Linear and Quadratic Discriminant Analysis¶
Exploring the theory and implementation behind two well known generative classification algorithms: Linear discriminative analysis (LDA) and Quadratic discriminative analysis (QDA)
This notebook will use the Iris dataset as a case study for comparing and visualizing the prediction boundaries of the algorithms.
Linear Discriminant Analysis (LDA)¶
For we assume that the random variable $X$ is a vector $\mathbf{X} = (X_1,X_2,...,X_p)$ which is drawn from a multivariate Gaussian with class-specific mean vector and a common covariance matrix $\Sigma$. In other words the covariance matrix is common to all $K$ classes: $Cov(X) = \Sigma$ of shape $p \times p$
Since $x$ follows a multivariate Gaussian distribution, the probability $p(X = x | Y = k)$ is given by: ($\mu_k$ is the mean of inputs for category $k$)
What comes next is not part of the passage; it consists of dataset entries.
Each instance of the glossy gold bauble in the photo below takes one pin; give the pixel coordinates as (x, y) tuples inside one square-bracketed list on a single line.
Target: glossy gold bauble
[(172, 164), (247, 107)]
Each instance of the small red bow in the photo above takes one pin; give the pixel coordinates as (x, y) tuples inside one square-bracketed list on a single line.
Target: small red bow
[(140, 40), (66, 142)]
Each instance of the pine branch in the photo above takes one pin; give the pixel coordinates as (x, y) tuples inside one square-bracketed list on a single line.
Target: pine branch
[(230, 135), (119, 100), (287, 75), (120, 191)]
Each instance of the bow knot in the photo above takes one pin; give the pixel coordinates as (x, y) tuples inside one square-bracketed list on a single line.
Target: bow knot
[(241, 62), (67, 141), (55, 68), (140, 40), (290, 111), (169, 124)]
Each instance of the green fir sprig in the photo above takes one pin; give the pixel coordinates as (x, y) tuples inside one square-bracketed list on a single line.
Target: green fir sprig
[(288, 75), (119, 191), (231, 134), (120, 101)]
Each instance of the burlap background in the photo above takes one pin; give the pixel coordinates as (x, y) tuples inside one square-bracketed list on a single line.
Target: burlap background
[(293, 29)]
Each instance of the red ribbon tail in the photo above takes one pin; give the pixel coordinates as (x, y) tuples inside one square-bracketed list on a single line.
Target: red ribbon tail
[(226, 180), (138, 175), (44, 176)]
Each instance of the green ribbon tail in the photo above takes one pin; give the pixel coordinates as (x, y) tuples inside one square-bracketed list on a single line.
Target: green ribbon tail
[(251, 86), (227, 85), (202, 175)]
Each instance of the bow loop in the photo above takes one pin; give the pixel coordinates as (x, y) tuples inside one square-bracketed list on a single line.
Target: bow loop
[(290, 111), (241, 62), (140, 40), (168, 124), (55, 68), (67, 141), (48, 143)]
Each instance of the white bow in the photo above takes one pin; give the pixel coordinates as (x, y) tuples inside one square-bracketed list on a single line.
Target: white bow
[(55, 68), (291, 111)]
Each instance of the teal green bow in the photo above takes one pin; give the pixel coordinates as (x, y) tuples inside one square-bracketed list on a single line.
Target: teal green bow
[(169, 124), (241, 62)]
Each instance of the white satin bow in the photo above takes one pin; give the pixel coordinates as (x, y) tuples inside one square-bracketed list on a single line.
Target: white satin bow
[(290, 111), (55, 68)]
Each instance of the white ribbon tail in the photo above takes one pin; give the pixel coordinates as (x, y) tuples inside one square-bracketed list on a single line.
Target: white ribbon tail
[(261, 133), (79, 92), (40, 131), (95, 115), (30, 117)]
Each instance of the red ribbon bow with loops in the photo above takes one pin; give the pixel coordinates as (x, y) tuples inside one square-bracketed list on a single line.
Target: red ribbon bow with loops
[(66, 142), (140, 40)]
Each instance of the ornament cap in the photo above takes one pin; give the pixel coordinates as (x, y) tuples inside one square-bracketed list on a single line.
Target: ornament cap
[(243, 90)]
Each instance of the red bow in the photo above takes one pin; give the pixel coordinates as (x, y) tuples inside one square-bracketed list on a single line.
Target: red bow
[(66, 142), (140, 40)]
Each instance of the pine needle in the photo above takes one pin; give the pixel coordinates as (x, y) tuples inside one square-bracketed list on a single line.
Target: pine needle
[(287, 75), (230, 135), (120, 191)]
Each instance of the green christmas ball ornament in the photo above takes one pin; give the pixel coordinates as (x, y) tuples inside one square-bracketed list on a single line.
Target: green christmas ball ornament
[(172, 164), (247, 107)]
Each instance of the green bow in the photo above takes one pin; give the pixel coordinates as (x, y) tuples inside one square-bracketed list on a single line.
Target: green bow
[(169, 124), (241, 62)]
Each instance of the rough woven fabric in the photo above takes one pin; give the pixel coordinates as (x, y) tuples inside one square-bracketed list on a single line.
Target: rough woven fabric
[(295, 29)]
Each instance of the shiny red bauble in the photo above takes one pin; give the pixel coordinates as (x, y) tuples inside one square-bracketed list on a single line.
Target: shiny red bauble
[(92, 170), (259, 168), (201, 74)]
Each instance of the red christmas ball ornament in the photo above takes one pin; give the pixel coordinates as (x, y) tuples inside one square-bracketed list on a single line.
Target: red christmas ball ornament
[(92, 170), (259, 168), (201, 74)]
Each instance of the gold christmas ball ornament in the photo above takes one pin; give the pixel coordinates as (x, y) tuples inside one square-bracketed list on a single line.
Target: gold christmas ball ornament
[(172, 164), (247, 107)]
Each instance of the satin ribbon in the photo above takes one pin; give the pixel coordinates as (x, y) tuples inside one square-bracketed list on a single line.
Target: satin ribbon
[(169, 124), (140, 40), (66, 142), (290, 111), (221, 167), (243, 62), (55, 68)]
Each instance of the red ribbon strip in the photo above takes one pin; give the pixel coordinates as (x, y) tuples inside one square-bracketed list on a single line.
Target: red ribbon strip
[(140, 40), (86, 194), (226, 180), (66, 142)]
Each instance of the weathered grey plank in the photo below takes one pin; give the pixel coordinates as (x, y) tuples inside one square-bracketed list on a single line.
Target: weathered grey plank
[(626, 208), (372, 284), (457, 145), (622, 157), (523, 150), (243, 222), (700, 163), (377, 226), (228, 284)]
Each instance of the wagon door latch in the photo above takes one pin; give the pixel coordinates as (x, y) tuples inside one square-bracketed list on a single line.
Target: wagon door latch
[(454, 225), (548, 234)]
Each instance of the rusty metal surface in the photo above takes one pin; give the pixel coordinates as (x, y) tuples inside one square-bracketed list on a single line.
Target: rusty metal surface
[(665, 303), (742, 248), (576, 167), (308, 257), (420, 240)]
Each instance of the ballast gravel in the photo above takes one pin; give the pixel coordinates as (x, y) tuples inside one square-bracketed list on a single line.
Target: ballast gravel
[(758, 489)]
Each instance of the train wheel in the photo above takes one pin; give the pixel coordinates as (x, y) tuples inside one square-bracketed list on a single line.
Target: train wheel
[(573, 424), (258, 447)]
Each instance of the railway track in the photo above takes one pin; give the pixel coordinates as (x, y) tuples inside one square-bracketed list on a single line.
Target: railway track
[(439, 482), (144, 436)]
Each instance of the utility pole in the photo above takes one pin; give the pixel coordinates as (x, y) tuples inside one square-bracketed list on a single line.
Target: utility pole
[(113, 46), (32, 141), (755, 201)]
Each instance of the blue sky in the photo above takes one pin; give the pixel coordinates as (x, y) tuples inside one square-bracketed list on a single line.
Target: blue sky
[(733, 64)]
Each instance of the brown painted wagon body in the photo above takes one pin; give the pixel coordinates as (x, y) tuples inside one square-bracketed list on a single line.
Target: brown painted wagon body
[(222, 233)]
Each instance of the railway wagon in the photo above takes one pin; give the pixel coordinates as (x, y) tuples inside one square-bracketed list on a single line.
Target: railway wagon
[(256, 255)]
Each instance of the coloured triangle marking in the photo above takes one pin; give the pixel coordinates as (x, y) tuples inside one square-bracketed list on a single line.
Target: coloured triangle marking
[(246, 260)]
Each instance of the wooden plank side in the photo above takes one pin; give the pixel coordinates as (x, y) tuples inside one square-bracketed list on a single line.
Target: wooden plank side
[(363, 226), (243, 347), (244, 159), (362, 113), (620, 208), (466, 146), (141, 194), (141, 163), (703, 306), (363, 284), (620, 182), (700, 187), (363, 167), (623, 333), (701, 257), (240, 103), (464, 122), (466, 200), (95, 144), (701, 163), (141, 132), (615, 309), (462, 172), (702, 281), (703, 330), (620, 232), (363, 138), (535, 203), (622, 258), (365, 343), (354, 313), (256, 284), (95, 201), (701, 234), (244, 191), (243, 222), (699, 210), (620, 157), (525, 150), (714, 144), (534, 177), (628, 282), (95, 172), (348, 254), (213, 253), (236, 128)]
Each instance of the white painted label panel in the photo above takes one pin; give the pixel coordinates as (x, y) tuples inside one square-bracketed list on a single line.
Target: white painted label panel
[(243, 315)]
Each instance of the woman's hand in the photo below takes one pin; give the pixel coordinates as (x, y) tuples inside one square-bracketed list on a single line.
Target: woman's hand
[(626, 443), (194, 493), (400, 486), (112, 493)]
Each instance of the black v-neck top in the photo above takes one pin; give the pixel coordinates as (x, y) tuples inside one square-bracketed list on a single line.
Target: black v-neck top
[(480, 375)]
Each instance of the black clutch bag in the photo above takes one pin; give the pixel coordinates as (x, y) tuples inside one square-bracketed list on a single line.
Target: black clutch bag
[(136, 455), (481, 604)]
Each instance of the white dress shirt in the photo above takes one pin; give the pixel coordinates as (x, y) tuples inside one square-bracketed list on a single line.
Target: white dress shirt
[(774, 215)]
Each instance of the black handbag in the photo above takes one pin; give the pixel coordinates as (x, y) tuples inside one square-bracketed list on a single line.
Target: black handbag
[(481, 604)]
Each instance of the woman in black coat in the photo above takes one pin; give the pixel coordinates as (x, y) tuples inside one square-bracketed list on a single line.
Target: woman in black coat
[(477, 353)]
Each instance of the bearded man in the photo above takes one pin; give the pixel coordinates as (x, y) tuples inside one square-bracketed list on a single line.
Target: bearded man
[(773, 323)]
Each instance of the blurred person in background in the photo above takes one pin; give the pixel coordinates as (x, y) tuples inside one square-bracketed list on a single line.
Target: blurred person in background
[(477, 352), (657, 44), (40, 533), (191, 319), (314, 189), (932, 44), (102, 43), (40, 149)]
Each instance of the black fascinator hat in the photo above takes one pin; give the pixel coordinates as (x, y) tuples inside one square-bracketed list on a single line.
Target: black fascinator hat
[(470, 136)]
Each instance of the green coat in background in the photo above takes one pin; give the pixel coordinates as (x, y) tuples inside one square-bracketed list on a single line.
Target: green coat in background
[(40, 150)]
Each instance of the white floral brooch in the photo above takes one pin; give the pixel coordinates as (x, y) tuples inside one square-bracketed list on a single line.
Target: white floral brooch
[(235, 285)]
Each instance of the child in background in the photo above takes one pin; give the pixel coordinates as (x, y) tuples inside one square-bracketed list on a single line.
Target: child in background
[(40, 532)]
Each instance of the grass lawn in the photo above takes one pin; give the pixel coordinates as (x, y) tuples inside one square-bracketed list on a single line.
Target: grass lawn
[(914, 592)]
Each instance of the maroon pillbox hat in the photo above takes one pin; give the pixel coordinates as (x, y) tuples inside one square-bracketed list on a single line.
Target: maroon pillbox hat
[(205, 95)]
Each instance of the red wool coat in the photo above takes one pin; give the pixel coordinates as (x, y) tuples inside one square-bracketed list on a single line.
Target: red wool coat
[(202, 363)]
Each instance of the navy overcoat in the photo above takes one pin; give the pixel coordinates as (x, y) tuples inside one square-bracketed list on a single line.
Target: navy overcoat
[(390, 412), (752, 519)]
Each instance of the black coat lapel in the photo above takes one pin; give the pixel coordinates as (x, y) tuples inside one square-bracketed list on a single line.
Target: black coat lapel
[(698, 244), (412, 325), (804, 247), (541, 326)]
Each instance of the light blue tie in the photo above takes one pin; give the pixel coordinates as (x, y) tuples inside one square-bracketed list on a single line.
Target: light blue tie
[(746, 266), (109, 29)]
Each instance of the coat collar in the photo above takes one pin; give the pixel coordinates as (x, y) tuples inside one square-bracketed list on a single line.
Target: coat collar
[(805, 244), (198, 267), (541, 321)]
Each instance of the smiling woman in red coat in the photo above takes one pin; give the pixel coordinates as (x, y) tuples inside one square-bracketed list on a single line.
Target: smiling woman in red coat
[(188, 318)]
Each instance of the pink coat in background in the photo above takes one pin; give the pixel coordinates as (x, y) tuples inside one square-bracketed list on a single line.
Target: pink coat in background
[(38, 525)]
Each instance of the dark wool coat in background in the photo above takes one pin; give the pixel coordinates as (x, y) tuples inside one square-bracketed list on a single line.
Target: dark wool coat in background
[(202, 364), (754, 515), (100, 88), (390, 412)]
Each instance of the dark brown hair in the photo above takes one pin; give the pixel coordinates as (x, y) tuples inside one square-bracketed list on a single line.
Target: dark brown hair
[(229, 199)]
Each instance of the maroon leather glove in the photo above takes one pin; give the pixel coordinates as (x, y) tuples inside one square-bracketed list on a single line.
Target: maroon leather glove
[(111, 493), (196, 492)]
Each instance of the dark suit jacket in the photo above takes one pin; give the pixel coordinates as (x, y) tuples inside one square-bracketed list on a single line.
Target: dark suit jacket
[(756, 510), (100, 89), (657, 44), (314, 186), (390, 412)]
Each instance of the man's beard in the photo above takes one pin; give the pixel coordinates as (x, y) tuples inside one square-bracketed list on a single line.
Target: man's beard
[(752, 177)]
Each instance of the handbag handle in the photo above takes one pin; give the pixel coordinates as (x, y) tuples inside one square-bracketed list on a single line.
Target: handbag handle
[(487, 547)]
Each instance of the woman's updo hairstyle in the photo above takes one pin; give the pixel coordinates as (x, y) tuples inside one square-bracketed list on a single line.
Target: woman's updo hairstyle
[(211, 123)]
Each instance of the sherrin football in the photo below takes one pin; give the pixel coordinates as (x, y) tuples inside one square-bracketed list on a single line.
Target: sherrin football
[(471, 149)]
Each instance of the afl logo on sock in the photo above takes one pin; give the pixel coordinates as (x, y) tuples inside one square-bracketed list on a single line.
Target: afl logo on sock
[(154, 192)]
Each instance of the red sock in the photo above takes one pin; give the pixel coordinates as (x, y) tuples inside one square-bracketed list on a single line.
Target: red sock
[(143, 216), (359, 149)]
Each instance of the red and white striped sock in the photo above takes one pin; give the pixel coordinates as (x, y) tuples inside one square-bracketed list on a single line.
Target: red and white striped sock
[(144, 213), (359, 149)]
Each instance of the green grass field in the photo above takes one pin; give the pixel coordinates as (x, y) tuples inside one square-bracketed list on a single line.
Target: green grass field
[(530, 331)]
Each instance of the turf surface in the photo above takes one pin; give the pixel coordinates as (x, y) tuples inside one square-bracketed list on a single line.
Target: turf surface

$$ f_k(x) = \frac{1}{(2 \pi)^{p/2} |\Sigma|^{1/2}} \exp \left( - \frac{1}{2} (x - \mu_k)^T \Sigma^{-1} (x - \mu_k) \right)$$
Assume that we know the prior distribution exactly: $P(Y = k) = \pi_k$, then we can find the posterior distribution as
$$ p(Y = k | X = x) = \frac{f_k(x) \ \pi_k}{P(X = x)} = C \times f_k(x) \ \pi_k $$
Since $P(X = x)$ does not depend on $k$ so we write it as a constant. We will now proceed to expand and simplify the algebra, putting all constant terms into $C, C', C''$ etc..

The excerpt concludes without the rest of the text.